With the children separated into their own rooms Mum can get back to cooking and no longer worry about further injuries. If feels like the perfect solution.
Time Out, among other punishments, have a powerful draw and while it may feel amazing in the moment (the break in the storm) when we take a deeper look into what’s really happening for a child when they experience a Time Out we can begin seeing why so many parents are deciding to turn away from this long known practice.
For a few minutes, an hour or even an afternoon Time Out brings sweet relief but what happens the next time Jesse gets frustrated with his younger brother?
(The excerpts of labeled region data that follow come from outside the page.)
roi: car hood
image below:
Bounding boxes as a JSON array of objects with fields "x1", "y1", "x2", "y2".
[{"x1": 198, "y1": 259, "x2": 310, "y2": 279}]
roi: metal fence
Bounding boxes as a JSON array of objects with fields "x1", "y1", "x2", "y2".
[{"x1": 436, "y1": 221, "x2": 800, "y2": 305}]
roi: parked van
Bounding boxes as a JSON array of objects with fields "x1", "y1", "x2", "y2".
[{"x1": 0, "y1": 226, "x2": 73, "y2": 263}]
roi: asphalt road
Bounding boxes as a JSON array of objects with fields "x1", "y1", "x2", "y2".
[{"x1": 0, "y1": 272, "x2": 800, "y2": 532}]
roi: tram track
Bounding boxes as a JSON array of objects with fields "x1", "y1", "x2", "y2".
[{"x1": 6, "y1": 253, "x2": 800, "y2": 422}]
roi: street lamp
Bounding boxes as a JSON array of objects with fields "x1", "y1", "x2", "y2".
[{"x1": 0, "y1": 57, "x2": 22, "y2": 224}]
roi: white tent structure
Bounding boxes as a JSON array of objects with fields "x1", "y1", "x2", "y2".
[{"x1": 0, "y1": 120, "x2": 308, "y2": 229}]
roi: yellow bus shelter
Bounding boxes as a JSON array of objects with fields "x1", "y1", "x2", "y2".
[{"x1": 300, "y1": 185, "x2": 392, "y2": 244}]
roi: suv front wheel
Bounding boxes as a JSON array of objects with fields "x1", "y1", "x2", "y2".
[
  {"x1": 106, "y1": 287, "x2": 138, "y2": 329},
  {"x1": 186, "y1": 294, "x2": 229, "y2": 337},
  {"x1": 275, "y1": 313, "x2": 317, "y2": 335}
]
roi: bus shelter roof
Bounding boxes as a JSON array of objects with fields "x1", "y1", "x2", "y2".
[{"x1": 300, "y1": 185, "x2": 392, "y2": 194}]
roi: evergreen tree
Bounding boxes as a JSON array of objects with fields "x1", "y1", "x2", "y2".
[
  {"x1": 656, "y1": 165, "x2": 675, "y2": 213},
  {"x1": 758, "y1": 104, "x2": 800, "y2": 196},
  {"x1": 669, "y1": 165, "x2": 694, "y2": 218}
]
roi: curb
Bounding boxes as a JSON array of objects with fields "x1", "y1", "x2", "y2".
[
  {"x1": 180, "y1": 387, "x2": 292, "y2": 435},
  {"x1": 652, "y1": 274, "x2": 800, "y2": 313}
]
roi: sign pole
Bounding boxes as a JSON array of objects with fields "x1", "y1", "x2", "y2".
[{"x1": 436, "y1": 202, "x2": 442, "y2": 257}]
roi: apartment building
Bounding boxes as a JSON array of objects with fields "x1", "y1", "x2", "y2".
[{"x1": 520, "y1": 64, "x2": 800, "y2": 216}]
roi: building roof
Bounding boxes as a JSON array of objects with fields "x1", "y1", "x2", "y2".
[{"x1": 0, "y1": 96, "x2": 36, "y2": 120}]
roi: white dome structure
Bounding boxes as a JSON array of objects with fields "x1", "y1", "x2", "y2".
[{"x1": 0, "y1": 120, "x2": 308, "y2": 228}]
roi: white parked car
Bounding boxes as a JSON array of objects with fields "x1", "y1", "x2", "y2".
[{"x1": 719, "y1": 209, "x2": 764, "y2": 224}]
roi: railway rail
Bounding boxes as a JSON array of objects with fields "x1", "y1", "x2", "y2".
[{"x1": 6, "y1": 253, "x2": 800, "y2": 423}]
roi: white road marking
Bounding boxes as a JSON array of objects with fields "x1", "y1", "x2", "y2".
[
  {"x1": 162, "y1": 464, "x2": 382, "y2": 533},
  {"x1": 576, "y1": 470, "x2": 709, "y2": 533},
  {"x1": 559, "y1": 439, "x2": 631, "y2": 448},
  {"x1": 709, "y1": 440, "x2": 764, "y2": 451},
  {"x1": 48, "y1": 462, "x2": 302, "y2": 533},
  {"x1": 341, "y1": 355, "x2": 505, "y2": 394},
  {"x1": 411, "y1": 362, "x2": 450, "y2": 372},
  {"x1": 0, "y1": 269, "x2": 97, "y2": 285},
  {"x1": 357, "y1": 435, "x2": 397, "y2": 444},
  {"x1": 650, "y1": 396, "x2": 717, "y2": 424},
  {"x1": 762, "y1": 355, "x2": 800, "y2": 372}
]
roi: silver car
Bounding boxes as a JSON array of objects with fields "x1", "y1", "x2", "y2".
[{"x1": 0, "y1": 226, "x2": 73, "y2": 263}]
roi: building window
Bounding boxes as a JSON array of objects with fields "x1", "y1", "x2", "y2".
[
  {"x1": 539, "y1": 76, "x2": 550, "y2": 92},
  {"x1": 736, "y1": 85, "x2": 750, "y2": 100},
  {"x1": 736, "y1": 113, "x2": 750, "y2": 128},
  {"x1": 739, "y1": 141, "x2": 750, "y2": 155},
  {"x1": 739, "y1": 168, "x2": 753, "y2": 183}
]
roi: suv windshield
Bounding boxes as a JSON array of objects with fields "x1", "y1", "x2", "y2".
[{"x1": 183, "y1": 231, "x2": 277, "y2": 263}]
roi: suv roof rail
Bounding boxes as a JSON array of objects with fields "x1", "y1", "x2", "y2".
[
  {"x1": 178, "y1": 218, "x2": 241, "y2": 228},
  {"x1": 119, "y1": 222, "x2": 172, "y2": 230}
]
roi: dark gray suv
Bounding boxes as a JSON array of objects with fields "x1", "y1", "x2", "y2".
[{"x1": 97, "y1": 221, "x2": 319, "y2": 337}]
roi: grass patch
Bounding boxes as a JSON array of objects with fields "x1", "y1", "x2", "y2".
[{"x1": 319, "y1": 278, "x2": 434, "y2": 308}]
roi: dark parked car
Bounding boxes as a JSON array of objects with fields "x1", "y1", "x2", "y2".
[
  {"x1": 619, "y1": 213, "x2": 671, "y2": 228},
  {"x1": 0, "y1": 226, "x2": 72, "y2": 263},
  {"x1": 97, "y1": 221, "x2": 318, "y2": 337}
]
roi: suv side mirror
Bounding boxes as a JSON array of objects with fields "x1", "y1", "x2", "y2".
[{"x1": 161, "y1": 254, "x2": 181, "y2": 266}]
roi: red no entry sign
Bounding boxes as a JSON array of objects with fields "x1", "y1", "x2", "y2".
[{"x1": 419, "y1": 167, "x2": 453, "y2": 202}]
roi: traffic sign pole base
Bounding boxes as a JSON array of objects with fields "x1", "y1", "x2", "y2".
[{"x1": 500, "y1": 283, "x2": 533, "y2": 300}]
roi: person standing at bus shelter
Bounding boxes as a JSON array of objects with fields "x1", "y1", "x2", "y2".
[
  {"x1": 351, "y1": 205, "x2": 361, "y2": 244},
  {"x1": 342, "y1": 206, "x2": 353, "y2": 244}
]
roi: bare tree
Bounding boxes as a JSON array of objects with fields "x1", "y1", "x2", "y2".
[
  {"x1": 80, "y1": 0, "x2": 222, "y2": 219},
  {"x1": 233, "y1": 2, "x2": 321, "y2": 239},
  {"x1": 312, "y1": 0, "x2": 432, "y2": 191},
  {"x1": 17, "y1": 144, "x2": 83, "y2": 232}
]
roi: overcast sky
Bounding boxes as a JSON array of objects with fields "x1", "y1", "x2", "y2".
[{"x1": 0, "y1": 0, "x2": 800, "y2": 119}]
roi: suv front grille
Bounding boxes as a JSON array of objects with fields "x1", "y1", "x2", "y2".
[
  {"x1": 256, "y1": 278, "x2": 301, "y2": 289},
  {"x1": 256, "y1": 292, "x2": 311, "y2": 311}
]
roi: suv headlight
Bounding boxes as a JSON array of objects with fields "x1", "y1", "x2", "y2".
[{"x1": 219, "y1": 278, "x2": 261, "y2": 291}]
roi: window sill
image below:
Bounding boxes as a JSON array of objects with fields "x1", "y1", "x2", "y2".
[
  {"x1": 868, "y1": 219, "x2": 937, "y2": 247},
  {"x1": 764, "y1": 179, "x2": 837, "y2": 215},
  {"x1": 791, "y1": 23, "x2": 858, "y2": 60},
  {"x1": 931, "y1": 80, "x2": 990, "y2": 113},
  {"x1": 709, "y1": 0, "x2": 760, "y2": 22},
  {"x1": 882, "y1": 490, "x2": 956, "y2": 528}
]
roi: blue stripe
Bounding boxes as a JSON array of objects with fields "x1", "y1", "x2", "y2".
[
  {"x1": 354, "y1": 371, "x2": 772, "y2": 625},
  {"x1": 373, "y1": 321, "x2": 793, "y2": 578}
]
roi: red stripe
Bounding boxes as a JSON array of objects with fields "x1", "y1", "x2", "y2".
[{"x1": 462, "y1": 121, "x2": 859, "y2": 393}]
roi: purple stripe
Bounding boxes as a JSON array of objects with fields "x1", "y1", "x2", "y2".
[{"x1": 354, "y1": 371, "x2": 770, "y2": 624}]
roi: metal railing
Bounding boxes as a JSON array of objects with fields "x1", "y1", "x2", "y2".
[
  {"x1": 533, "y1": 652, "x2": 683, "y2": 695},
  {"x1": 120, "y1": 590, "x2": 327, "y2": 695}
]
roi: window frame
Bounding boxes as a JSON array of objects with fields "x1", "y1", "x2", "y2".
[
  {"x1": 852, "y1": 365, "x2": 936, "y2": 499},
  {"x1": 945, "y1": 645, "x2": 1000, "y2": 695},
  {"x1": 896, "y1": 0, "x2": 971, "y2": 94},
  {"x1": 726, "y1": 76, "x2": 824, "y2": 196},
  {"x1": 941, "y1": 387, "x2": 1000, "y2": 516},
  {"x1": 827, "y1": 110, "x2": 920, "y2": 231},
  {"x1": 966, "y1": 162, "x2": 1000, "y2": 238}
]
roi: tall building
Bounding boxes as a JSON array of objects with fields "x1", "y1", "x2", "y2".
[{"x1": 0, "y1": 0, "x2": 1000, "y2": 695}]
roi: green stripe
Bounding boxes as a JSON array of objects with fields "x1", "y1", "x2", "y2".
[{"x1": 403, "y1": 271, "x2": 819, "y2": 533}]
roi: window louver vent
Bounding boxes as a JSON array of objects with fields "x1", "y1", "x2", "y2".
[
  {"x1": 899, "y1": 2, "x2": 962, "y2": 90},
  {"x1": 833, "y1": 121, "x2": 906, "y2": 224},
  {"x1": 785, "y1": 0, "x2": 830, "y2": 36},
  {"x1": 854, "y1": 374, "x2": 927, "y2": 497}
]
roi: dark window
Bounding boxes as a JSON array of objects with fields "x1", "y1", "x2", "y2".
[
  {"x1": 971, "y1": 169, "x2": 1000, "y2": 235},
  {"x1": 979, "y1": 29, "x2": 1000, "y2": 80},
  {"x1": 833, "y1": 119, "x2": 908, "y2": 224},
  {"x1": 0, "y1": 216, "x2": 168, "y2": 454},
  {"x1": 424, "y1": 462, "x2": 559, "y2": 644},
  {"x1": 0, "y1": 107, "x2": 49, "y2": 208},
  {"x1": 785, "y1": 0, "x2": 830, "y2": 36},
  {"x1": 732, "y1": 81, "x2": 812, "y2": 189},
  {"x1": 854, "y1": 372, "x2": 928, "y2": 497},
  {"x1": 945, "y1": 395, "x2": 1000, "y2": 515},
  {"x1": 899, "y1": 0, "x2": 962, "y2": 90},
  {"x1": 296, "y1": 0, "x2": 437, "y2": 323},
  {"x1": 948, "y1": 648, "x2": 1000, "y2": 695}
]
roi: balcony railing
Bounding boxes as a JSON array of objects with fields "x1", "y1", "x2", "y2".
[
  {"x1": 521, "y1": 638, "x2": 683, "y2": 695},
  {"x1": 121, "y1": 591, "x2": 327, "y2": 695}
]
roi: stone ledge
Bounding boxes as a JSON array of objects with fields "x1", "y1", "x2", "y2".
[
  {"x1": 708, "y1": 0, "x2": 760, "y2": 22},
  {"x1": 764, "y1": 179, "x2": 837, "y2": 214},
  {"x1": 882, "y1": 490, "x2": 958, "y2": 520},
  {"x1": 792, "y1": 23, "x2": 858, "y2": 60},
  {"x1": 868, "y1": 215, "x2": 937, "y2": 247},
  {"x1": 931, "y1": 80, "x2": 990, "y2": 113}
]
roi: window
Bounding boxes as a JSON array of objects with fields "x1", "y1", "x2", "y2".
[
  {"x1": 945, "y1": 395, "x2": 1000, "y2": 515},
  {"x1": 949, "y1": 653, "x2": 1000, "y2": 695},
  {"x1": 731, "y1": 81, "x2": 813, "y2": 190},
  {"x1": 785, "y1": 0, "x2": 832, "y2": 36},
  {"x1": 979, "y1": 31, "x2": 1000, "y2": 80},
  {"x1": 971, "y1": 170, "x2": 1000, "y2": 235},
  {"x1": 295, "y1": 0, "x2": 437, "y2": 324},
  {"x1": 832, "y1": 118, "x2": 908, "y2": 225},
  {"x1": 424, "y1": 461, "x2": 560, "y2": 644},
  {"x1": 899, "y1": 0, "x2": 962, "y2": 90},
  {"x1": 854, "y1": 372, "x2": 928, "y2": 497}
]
Quick relief is a powerful motivator for a busy parent. But what if I told you that while it may feel good in the moment, quick relief never leads to a positive outcome? You can see this in your own home. How often do you rely on Time Out (or threats of Time Out) to rescue one of your children from the other?
If Time Out “works” so well and so quickly then why are so many parents deciding to ditch it completely?
Let’s explore twelve reasons that parents are choosing to ditch Time Out and replace it with emotional coaching.
1. Time Out removes your children from an opportunity to practice getting along. Children get really good at what they practice. By removing the child from the situation immediately: the last thing your child practised was aggression. Knowing that children get good at what they practice the most tells us that your child is getting more practice engaging in behaviours that you really want to end.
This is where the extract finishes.